Harkleroad noted that with Congress and the White House deadlocked on agreeing on a new coronavirus relief measure, funding has run out for the government programs that provided the food that the St. Francis’s kitchen staff has been preparing and volunteers have been giving out in Langley Park, and for the USDA boxes of produce that they have been giving out at Cool Spring Elementary School, so the distributions at both locations ended that week for the foreseeable future.

“This is just going to shut off, like a spigot,” he said of the programs that have been providing emergency food help to people in desperate need in that area for the past five and one-half months. “Outside funding and supplies are gone. We built up an infrastructure and volunteers ready to keep working,” he added, expressing worry about how the people they have been serving will find the food help that they need.

Harkleroad said St. Francis International School has to pivot its attention and resources to providing a virtual education to its 400 students, many of whom come from low-income and immigrant families. The coronavirus crisis has hit that school community in a personal way, with three fathers of students dying of COVID-19, along with a number of grandparents. A teacher and other parents and students were sickened by the virus earlier this year.

The school principal noted signs of hope, how parishes like nearby Our Lady of Sorrows in Takoma Park have started new food pantries during the crisis, and how the pantries at parishes like St. Camillus and St. Mark’s have greatly increased their outreach, as has Catholic Charities.

The Archdiocese of Washington surveyed its 139 parishes and found that about one-half of them are operating food pantries, and those pantries have doubled their outreach during the COVID-19 crisis. Local Catholics have responded generously to a Parish Pantry Support Project launched by the archdiocese.

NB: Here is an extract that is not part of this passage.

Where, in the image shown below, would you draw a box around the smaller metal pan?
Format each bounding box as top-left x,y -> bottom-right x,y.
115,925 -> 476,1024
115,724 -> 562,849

Sister Rosemary Mangan, left, and Sister Mary Bourdon help load one of the boxes of fresh fruit and vegetables into a car trunk during the Aug. 27, 2020 food distribution outside Cool Spring Elementary School in Adelphi. The building once housed Regina High School, which their religious order, the Religious of Jesus and Mary, operated from its opening in 1955 until it closed in 1989. (CS photo/Mihoko Owada)

The Religious of Jesus and Mary experienced a sign of hope that weekend, with a new member joining their community – a woman from Wisconsin who had been volunteering in Haiti.

The sisters helping to put boxes of food in trunks of cars that day outside the building that once housed Regina High School know all about endings and new beginnings in challenging times.

“I’m happy to be here today,” said Sister Margaret Perron. That location, she said, “is sort of like sacred space, sacred ground. It is that for me.”